La llamada de una niña que interrumpió una reunión millonaria y obligó a un ejecutivo a elegir familia

—Jamás te quitaría a Marina —dijo él con firmeza—. Tú eres su madre. Tú la has criado, has renunciado a todo por ella, la has mantenido a salvo. Pero tampoco voy a permitir que sigáis viviendo así. Lo vamos a resolver juntos.

—No puedo aceptar caridad —susurró ella.

—No es caridad —respondió—. Marina es mi hija. Eso te convierte en mi familia. Y a Zoe y Mia también. Cuidar de la familia no es caridad. Es responsabilidad.

Marina, que había estado escuchando todo sin perder palabra, levantó la mano tímidamente.

—Creo que deberíamos irnos con Javier —dijo en voz baja—. Mia tiene pesadillas por los ruidos de abajo. Y ayer Zoe me preguntó si íbamos a tener que pedir comida otra vez.

Aquello golpeó a los dos adultos como una bofetada.

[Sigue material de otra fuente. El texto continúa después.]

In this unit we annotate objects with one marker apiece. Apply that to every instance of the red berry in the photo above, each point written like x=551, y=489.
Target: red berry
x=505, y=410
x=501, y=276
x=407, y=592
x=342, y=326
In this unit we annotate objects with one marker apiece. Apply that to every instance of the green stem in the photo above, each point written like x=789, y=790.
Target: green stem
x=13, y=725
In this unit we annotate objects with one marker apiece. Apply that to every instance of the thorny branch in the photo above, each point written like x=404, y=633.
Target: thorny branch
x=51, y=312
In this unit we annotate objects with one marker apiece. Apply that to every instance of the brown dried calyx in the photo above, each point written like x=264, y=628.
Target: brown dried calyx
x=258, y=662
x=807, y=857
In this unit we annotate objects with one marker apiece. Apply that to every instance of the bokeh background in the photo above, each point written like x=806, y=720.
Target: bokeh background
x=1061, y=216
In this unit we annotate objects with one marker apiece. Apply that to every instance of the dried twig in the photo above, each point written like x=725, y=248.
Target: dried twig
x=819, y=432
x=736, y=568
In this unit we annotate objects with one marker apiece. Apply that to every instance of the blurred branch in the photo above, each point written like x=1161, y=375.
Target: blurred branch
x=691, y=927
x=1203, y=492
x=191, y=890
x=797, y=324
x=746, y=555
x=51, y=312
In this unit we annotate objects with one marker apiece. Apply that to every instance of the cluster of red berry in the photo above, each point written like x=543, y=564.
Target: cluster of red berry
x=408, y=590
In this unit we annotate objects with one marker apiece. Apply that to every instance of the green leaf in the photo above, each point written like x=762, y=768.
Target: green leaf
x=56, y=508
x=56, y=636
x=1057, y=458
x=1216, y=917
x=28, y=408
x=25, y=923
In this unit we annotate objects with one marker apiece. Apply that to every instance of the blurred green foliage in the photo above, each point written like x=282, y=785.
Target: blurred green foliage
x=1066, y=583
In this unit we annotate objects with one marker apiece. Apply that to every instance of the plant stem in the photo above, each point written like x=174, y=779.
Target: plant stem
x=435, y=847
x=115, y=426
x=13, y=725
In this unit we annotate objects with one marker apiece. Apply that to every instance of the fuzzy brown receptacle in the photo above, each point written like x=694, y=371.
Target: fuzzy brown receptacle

—¿Otra vez? —preguntó Javier.

Marina asintió, con naturalidad que dolía.

—Cuando todo se puso muy mal el invierno pasado, mamá nos enseñó a pedir comida que sobraba en algunos bares —explicó—. Dijo que no era mendigar, que era pedir ayuda, y que a veces la gente tiraba comida que a nosotras nos servía.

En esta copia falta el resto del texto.